KW diduga terlibat dalam kasus penggelapan anggaran desa untuk kepentingan pribadi.
Kanit Tipikor Polres Bintan, Ipda Riky Sinaga, mengungkapkan bahwa penetapan tersangka dilakukan setelah proses penyelidikan intensif yang melibatkan pemeriksaan terhadap 20 saksi, termasuk beberapa saksi ahli.
“Berdasarkan hasil perhitungan Inspektorat, ditemukan adanya kerugian negara sebesar Rp433 juta yang terjadi pada tahun anggaran 2023,” kata Ipda Riky, Senin, 16 Desember 2024.
Baca juga: Residivis Pencurian Ditangkap Lagi di Tanjungpinang
Ipda Riky menjelaskan bahwa berkas perkara telah dinyatakan lengkap setelah penyidik memeriksa saksi dari Bina Desa Kementerian Dalam Negeri (Kemendagri) dan Kementerian Keuangan terkait penggunaan anggaran tersebut.

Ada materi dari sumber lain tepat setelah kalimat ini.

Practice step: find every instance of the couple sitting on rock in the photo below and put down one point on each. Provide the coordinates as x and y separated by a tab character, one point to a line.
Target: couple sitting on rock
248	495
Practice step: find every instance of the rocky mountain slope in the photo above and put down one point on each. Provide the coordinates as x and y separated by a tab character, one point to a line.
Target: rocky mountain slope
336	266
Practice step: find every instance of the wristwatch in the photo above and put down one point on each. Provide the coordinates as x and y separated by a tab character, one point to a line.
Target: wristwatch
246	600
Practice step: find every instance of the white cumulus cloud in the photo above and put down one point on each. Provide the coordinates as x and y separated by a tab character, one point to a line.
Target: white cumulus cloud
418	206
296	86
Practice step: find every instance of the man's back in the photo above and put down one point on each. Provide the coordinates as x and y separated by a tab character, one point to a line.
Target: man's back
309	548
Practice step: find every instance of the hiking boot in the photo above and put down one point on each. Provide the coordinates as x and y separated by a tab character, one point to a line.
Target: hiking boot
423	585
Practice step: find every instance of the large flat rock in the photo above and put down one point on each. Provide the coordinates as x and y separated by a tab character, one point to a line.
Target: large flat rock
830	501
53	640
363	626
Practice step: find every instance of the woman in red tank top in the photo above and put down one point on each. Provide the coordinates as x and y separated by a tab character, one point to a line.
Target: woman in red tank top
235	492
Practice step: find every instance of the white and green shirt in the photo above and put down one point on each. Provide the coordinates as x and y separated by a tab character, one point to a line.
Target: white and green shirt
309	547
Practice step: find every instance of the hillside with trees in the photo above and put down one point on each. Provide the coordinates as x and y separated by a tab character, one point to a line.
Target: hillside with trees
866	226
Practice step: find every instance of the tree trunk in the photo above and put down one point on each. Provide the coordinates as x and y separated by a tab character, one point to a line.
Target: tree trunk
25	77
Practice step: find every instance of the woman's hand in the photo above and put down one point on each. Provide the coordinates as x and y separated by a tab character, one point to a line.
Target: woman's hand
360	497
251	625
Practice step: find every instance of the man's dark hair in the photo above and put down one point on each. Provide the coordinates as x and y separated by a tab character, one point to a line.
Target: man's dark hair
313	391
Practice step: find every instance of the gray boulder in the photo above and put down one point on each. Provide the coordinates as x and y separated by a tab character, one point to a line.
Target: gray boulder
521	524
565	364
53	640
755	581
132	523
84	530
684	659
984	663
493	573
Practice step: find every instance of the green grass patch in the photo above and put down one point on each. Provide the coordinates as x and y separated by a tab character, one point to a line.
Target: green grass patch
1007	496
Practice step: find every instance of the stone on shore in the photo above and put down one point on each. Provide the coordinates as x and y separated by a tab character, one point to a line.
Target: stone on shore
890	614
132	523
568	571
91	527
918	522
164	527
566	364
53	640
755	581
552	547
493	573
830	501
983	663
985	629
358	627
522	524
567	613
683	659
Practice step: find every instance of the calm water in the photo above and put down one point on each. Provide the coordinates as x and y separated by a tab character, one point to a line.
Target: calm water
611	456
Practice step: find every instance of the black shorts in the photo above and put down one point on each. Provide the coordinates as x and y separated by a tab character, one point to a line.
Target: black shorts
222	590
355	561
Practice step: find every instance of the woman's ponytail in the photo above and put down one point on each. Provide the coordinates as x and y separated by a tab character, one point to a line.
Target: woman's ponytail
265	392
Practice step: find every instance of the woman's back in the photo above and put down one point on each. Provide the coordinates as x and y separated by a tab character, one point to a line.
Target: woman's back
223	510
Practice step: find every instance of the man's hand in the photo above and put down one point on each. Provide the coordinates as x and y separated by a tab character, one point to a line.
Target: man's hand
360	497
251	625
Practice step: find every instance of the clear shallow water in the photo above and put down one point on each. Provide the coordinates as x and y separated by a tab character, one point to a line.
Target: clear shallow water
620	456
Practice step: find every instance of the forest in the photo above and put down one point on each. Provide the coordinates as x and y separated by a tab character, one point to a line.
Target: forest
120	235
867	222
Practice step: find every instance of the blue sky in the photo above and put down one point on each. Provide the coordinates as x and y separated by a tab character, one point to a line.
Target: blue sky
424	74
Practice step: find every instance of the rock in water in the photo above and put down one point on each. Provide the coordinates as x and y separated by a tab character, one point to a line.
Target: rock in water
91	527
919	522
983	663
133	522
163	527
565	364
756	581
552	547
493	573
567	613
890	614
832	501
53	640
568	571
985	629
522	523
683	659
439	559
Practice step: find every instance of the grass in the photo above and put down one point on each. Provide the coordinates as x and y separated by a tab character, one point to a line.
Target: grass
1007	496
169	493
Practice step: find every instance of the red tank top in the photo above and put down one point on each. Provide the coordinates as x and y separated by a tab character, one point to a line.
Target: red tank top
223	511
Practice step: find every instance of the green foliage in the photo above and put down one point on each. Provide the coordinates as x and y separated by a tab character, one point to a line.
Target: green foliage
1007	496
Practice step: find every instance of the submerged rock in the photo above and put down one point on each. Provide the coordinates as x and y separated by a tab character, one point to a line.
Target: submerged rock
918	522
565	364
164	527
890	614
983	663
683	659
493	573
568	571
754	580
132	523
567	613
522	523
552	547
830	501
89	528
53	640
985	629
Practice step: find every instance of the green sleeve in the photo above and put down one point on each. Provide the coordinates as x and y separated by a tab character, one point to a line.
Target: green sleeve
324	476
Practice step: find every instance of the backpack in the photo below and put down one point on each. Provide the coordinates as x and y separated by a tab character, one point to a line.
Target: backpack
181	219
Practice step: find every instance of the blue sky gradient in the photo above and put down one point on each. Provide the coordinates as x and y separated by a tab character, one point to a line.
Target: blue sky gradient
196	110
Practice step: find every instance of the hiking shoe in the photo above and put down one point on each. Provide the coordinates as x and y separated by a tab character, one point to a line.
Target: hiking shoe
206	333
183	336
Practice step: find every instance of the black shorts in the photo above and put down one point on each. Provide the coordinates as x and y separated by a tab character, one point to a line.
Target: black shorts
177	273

“Setelah seluruh proses pemeriksaan selesai, kami menetapkan tersangka dan langsung melakukan penahanan terhadap KW,” tambahnya.
Dalam penyelidikan, KW diduga menggunakan modus penarikan uang melebihi jumlah yang telah ditentukan. Tindakan ini menyebabkan kerugian negara mencapai Rp433 juta.
Baca juga: Jasad Pemuda Hilang di Pantai Bahagia Nongsa Ditemukan, Operasi SAR Resmi Ditutup
Kasus ini kini tengah memasuki tahap lanjutan, dan pihak berwenang berkomitmen untuk memproses kasus ini sesuai hukum yang berlaku.